Third: "The Land Before Time"
Remember this movie?!? I decided to watch it for nostalgic reasons--my siblings and I loved this movie. And, I cried my eyes out when his mother died. I realized that this is a good movie to explain death to kids. Of course I don't really recommend popping in a DVD after the death of a parent and expect that to be enough. At any rate... the movie was as good as I remember and that always makes me happy. What blows is when you go back as an adult and watch some of the kid TV/movies that you were into (ie: Full House) and realize how utterly horrible it all is. Yep, yepyep, yep, yep!

Fourth: "God Grew Tired of Us"
Oh wow, I highly recommend this to ALL people. It's a documentary about the Lost Boys of the Sudan. It follows three young men who come to America as refugees and talks about the story of them fleeing persecution in southern Sudan (they walked to Ethiopia and then the walked to Kenya). The biggest thing for me with this movie is realizing how much I take for granted. It was fascinating watching them learn about electricity and running water, and their observations of Americans was kind of disturbing/sad. Anyway, this was a really excellent documentary. Everyone should watch it.

Fifth: "Eat, Pray, Love"
I haven't read the book and I didn't see what was so horrible about the movie. I do want to read the book, I think. There are some good messages in there about living and loving and existing. Knowing who you are. It did make me want to travel. What I would give for that kind of freedom. To say: "hey, I'm outta here for a year to find myself, peace out."

I think it's true what Chris Rock says about wealth: "Wealth is not about being rich, it's about having options."

I want some options.

Tuesday, April 19, 2011

Sometimes I think I've been ruined by the MFA

So, a little tête-à-tête of rambling for today:

I feel like the MFA is still caught up in my brain. Like I have little professors and peers whispering and scolding: you should be reading this or that, not this or that. Today I went to Barnes and Noble to buy Aimee Bender's novel "The Particular Sadness of Lemon Cake" (I had a coupon), and since the purchase, I've been asking myself why I bought it. Don't get me wrong, Bender's a great writer (or so I'm told), but I probably wouldn't have known about her or felt any desire at all to purchase her novel had it not been for someone in my MFA program (a professor or student, doesn't really matter who) to sit up and say: "Hey, you should be reading her."

Why? Why should I be reading her? Because she's "literary"? Because she's got mad diction skillz?

And then, with Bender novel in hand, I found myself in fiction anthologies looking at the O'Henry and Pushcart collections for this year, thinking to myself "I really should start reading/writing short stories again."

WHY?!?! What should I be reading/writing short stories?

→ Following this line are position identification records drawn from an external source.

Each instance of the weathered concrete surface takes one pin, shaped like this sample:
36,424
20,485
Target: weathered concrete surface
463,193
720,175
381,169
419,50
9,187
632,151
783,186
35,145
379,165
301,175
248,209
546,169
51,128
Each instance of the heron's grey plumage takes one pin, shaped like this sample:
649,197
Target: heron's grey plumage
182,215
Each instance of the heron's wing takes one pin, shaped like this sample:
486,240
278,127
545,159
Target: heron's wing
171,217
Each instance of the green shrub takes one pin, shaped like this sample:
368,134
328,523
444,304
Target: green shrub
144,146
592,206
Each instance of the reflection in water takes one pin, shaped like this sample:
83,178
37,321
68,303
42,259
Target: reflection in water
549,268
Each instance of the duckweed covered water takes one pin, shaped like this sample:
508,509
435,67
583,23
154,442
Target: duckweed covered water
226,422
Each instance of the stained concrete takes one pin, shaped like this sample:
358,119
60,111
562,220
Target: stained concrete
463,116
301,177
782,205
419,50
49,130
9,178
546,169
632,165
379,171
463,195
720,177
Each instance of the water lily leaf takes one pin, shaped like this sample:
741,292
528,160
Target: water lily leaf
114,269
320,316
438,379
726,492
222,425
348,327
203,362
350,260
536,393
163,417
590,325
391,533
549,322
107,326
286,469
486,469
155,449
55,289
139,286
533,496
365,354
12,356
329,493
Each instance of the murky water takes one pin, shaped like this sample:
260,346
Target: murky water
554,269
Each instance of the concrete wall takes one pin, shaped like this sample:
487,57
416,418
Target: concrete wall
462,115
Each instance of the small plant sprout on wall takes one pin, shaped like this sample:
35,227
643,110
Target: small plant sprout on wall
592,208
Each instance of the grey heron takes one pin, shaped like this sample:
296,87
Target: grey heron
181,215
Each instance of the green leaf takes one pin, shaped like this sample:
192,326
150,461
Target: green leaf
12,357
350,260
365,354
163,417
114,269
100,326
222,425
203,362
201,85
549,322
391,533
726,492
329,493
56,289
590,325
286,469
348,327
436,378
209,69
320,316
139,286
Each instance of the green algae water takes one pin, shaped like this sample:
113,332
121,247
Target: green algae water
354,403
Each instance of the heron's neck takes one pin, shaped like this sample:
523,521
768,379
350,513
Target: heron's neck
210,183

I don't really like short stories (I mean they're fine and yes I'm trying to get some published, but I don't really care about them). I like novels. I am a novelist, not a short story writer. And still, I'm thumbing through a few of the Pushcart stories, reading opening paragraphs, wondering if I should buy these too because I really should keep up to date with what's happening in the short story world.

Ugh, really?

And then I think about my current project (a supernatural YA novel) and how I'm constantly questioning my decision to use a pen name instead of my real name when/if I'm actually successful and get it published. (I'm about to make a strong attempt to reach out to agents soon.) Here's what I think to myself: "Well, you might want to get serious one day, so you'd better use a pen name." And THEN I think: "Who the hell said you're not 100% serious with this totally awesome (cause it is) supernatural YA novel? Use your real name on this and a fake name on anything 'serious' (aka: literary)." Then my conscience is like: "But Tanya, you really should use your name on serious novels."

I'm so messed up in my head. The MFA program made me ashamed of myself in a way. I don't like that. It frustrates me beyond measure that I'm not 100% comfortable talking about or showing my YA stuff to my MFA peers.

My friends.

I wonder when I'll feel comfortable enough to share my alter ego (aka: real self) with more people. I guess four months post graduation is not enough time to really heal from something as mind blowing as an Master of Fine Arts program.